Artificial intelligence (AI) stocks were hot in recent years, but that began to change in 2026. Wall Street's "Great Rotation" away from the technology sector this year resulted in plunging share prices. The tech-heavy Nasdaq Composite was particularly affected, entering correction territory in the first quarter.
The shift in sentiment was caused by a number of concerns, including massive capital expenditures by the likes of Microsoft (MSFT +4.15%). But according to Morningstar, "This AI stock currently looks 38% undervalued relative to our $600 fair value estimate."
Indeed, Morningstar's view that Microsoft is undervalued rings true. Here are the factors that make the tech veteran a compelling growth stock to buy now and hold for the long term.
Image source: Getty Images.
Microsoft's capex costs make sense
Microsoft shares sank over 10% this year through April 21, and hit a 52-week low of $356.28 on March 30. Wall Street punished the tech giant for capital expenditures (capex) of $37.5 billion in its fiscal second quarter ended Dec. 31, which was a jaw-dropping 66% year-over-year increase.
Concerns over that enormous capex jump are understandable, especially since ChatGPT creator OpenAI accounts for 45% of Microsoft's remaining performance obligations (RPO). The dependence on one customer for such a significant amount of RPO is a valid worry, but as a leader in artificial intelligence, OpenAI is growing at an unprecedented pace. It was generating $1 billion per quarter at the end of 2024, and now that's up to $2 billion per month.
The once-in-a-generation opportunity presented by AI justifies Microsoft's capex. In the race to be an AI leader, the company is in an enviable position. To remain there, it needs to build up its infrastructure.

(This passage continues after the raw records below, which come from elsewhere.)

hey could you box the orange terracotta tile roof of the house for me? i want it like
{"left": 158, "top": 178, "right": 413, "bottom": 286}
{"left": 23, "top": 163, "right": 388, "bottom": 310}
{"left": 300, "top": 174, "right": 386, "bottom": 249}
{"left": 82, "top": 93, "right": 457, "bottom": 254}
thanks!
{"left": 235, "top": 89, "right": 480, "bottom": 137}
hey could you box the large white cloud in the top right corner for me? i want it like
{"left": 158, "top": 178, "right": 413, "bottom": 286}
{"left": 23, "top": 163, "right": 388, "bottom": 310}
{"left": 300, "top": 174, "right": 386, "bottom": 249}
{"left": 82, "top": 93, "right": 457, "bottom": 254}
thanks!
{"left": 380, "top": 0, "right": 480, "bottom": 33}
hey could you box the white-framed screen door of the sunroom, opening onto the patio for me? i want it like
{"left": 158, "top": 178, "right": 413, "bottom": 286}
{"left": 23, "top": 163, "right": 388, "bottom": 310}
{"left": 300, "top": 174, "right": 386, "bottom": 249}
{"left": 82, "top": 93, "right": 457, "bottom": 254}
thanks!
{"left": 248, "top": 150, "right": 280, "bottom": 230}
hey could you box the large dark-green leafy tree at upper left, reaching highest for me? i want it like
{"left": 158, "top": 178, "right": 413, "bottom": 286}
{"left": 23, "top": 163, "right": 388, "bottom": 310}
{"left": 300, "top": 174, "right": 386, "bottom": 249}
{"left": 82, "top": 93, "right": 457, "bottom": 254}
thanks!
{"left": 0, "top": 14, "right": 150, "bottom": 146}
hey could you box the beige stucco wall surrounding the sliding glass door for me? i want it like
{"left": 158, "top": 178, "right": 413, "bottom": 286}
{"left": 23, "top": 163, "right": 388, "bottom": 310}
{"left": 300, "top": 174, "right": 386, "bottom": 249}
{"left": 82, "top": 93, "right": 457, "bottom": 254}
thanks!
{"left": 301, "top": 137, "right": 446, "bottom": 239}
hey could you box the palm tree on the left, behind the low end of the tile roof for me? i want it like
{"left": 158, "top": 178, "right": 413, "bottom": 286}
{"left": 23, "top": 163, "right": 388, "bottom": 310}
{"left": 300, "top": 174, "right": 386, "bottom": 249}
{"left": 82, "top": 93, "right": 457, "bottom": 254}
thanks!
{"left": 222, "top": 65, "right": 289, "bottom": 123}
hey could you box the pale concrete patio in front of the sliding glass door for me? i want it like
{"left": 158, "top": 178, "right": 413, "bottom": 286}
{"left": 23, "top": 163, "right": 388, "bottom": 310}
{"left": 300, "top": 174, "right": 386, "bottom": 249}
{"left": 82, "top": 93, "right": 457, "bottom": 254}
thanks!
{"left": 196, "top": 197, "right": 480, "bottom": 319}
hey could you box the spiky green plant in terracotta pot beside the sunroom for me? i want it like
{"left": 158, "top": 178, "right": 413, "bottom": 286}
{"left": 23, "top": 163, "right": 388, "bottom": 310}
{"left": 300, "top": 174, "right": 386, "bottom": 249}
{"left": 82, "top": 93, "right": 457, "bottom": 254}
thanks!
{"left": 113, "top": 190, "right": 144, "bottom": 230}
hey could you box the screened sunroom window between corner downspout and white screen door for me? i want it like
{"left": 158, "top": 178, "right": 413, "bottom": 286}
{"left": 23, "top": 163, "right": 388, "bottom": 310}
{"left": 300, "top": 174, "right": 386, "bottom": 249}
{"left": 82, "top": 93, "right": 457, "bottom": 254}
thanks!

The company is the world's second-largest cloud computing provider behind Amazon. However, its cloud infrastructure was assembled using tech that's no longer sufficient for the advanced capabilities required of AI systems, necessitating the capex spending to perform required upgrades.

NASDAQ: MSFT
Key Data Points
Why Microsoft stock is a buy
The infrastructure investment is already paying off. Microsoft's fiscal Q2 revenue rose 17% year over year to $81.3 billion as its cloud division sales grew 29% to $32.9 billion. Its gross margin also increased 16% year over year, contributing to net income jumping 60% to $38.5 billion.

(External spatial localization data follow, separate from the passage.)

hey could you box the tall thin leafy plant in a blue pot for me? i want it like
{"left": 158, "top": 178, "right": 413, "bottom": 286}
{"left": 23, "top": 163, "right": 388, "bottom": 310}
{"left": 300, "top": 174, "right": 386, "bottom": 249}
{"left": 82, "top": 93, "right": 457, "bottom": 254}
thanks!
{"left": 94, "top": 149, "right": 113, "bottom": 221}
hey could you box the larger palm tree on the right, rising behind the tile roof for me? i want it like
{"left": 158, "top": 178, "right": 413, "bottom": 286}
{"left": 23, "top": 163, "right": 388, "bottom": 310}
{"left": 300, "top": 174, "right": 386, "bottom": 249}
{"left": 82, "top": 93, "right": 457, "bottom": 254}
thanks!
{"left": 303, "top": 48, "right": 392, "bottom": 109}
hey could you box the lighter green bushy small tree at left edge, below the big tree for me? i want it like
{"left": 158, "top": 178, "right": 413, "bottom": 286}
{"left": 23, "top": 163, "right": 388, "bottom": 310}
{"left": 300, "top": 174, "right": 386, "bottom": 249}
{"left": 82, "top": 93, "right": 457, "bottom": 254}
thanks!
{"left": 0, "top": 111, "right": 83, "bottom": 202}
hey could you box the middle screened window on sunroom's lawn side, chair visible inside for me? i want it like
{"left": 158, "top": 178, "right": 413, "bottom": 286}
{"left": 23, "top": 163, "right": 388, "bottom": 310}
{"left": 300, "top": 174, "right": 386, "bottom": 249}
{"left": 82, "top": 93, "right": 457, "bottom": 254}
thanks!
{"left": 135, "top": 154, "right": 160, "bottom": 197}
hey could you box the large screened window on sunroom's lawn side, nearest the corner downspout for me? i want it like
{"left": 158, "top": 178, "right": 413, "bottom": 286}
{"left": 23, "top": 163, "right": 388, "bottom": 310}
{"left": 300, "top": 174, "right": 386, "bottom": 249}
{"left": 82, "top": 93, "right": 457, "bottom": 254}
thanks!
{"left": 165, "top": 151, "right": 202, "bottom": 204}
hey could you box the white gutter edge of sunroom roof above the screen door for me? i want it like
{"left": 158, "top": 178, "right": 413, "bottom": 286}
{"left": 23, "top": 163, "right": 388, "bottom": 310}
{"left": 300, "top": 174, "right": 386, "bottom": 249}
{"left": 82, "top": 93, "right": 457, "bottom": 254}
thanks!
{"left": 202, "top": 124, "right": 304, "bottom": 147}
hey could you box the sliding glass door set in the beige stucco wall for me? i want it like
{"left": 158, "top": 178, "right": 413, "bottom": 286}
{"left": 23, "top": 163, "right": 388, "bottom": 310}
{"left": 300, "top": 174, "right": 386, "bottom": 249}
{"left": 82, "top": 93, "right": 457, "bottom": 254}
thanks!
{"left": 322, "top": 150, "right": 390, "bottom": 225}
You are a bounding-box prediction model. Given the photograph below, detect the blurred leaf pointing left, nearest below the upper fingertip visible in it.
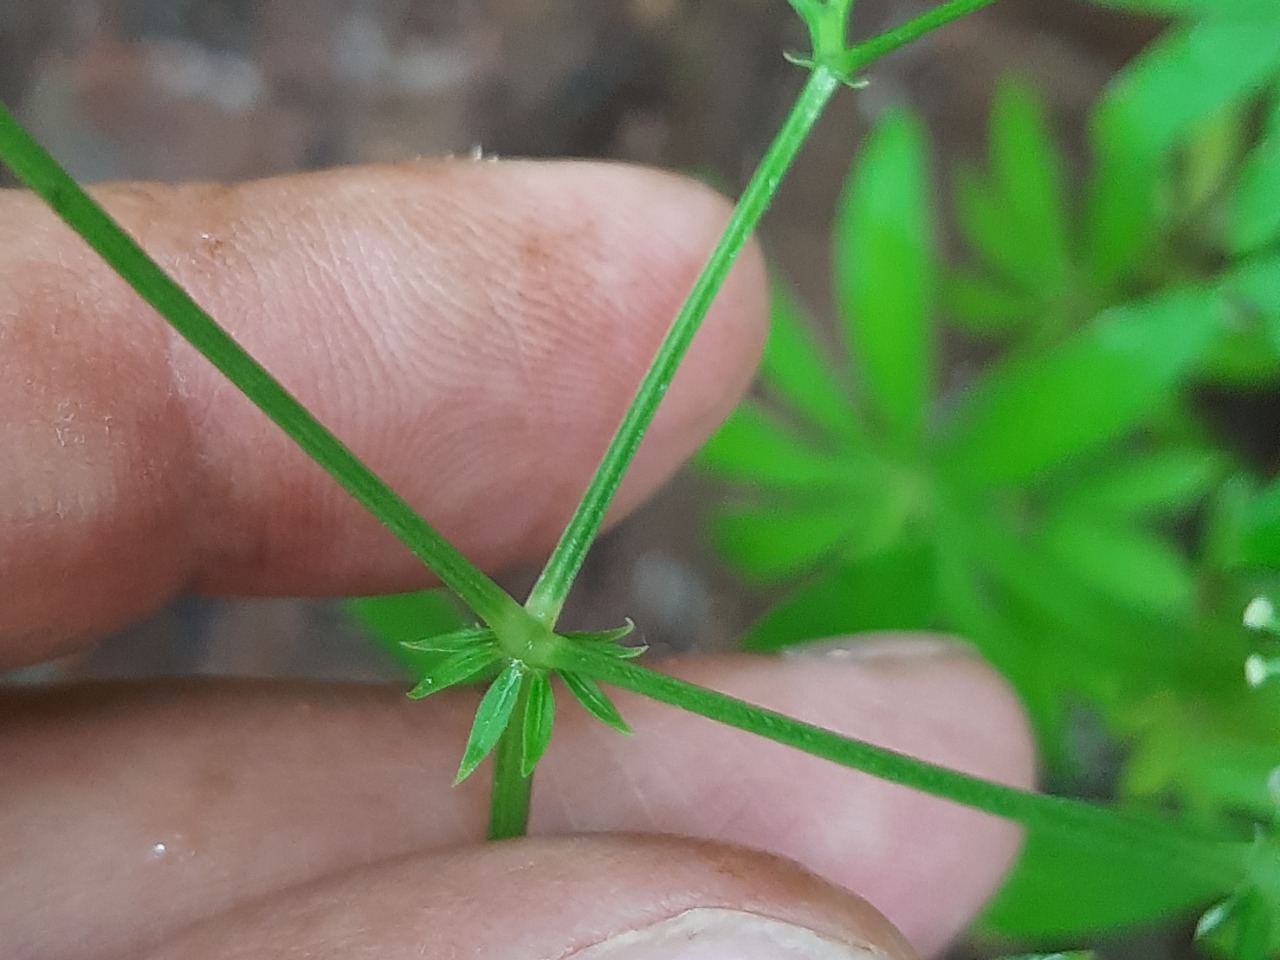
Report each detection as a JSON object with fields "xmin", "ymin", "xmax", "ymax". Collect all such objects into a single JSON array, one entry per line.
[{"xmin": 698, "ymin": 402, "xmax": 849, "ymax": 490}]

These results are excellent and likely to strengthen, since the AI sector is still in growth mode. Industry forecasts project the AI market will reach $335 billion this year, climbing to $1.3 trillion by 2032, providing Microsoft with a tailwind for years.

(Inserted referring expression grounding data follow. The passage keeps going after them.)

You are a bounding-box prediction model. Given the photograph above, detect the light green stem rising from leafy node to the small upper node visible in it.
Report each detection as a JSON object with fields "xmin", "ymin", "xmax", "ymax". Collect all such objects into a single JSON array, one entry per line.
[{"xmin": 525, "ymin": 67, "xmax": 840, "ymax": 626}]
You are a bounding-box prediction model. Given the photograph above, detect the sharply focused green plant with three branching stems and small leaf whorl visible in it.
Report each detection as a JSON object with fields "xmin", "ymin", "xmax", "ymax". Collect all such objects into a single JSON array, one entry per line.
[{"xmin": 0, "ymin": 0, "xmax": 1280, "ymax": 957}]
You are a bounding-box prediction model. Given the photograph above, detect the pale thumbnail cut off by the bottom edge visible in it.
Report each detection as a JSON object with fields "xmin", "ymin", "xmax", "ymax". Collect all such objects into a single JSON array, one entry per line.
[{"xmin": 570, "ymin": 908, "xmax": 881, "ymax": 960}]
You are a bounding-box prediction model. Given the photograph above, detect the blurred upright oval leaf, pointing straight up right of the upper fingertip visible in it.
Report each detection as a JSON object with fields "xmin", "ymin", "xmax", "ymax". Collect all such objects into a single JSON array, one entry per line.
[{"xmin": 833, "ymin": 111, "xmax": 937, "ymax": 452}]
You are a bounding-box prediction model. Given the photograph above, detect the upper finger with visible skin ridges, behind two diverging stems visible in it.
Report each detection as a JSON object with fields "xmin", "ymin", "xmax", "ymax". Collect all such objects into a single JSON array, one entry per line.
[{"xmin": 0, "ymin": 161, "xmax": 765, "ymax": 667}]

Given the company's business performance, Wall Street's reaction to its capex spending looks overblown, considering the tech titan's share price valuation plunged to a multiyear low. This is evident in its price-to-earnings ratio.
Data by YCharts.
As the chart shows, investors are starting to recognize Microsoft is undervalued, causing its earnings multiple to edge upward of late. However, it's still below where it's been for the past couple of years, so the opportunity to pick up shares at an attractive valuation remains.